La ponctualité. — Mêmes rapports objectifs, mêmes vérifications empiriques pour la ponctualité que pour n’importe quelle autre vertu intellectuelle. L’exactitude dans la fidélité au temps quanti­tatif suppose que nous placions les événements et nos actes sur son échelle métrique, comme on met des notes sur une portée, en p.175 respectant soigneusement la durée des sons et la mesure des intervalles. Cela enveloppe un art de traduire du qualitatif en quan­titatif qui, en tant qu’il fait intervenir des communes mesures, implique une pondération délicate de l’esprit qui apprécie. On ne peut l’espérer de la part de sensibilités emportées à tout instant par les émotions qui colorent la succession temporelle. Il est dou­teux qu’un homme qui est arrêté à tous les étalages d’un chemin arrive exactement à un rendez vous, qu’une émotive pour laquelle chacun des détails de sa toilette est passionnant, ne soit pas en retard au théâtre, qu’un flâneur en train de rêver se désintéresse des péripéties de sa rêverie pour l’unique fin d’être à l’heure pour l’arrivée. La ponctualité ne dépend pas de la quantité des occupa­tions. Ce sont souvent, et pour des raisons importantes et visibles, les gens les plus occupés qui sont le plus ponctuels car ce qui rend ponctuel un homme, c’est l’ordre maintenu par l’esprit entre ses occupations ; de sorte que si cet ordre manque le plus gravement au nerveux, celui-ci doit être le moins ponctuel des hommes, comme les nombres de l’enquête statistique le montrent (cf. p. 143).

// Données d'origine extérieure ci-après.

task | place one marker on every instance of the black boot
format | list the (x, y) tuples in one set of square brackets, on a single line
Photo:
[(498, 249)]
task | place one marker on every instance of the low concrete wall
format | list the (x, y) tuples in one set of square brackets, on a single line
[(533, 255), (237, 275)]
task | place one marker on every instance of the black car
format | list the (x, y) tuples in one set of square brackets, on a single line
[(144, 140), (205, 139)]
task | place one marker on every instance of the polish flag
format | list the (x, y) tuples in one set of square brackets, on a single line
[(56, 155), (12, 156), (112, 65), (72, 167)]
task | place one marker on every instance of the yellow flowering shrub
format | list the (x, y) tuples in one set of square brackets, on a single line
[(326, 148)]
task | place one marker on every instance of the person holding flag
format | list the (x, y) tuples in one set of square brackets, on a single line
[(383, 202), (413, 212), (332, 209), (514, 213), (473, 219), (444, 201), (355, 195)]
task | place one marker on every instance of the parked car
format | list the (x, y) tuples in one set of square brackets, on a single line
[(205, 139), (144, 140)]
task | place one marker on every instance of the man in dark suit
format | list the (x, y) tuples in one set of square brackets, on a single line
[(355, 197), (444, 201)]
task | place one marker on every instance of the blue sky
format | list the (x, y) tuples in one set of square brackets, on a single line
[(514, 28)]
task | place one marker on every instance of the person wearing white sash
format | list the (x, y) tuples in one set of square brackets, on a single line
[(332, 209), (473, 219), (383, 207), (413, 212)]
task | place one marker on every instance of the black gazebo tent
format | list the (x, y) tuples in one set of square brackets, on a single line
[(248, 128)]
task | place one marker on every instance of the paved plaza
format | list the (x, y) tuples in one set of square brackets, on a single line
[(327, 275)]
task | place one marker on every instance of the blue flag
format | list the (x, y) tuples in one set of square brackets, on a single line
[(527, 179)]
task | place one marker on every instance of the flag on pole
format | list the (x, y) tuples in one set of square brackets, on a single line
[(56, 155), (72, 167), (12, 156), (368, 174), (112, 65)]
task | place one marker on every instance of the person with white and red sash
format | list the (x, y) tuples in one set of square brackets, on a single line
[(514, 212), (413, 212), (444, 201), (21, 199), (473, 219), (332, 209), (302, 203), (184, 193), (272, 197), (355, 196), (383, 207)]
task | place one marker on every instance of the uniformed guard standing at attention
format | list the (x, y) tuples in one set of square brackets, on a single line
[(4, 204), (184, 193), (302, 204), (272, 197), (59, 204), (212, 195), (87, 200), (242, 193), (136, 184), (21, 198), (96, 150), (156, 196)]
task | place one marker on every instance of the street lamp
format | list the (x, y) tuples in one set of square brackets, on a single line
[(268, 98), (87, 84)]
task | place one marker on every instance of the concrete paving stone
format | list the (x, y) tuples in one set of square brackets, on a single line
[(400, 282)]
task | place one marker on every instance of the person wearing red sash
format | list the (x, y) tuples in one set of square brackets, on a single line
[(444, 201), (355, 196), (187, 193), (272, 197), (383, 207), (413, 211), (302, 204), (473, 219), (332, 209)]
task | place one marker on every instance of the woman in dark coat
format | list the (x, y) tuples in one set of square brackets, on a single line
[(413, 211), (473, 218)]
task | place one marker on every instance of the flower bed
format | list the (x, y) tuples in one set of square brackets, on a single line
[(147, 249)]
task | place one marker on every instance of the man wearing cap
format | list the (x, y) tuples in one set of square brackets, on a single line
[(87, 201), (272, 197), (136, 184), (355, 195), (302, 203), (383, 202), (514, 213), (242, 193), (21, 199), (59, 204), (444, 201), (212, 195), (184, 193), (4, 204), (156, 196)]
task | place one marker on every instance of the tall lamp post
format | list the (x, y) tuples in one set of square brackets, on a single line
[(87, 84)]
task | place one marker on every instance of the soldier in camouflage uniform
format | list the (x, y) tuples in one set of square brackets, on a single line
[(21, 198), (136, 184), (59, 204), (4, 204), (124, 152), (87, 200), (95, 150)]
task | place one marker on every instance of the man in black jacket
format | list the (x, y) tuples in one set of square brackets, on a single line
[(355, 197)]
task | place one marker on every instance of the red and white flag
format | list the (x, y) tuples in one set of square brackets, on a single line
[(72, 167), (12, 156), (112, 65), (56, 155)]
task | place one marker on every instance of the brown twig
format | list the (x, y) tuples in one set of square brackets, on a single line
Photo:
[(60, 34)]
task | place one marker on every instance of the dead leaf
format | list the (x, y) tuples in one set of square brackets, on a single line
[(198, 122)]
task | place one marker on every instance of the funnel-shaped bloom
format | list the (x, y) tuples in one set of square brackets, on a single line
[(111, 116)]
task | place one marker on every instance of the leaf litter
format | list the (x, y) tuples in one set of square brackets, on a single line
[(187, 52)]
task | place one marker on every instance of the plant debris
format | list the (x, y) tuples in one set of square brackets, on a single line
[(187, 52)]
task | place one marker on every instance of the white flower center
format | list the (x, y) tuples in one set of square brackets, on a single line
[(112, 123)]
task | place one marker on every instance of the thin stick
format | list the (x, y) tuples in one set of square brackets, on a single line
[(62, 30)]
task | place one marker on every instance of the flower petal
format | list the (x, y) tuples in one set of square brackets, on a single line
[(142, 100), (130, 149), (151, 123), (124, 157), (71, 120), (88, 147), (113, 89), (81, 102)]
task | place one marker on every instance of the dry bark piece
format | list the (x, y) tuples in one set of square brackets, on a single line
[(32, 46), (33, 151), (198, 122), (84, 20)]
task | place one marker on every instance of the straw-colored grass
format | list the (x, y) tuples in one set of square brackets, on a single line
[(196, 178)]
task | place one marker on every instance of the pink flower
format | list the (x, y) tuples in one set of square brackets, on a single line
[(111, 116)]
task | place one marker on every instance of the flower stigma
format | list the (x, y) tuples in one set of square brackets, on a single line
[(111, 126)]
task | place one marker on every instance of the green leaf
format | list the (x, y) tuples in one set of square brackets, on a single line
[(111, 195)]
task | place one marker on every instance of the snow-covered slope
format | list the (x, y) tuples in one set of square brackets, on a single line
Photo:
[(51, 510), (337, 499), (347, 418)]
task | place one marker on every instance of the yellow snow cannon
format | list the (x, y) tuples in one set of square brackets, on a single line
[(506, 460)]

Lobjectivité. — Après avoir considéré deux vertus morales, considérons une vertu intellectuelle, celle qui fait un homme objec­tif. Il faut prendre ici ce mot au sens qui le fait correspondre à l’allemand sachlich employé par le questionnaire de l’enquête statistique pour la question 86, 2°. Un homme s’exprime de façon objective quand son discours contient plus de choses, de faits, de données que d’impressions, d’hypothèses ou de sentiments. Il ressemble moins à une allocution lyrique, telle que peut l’être un appel à un auditoire populaire, qu’à un rapport de société indus­trielle ou financière.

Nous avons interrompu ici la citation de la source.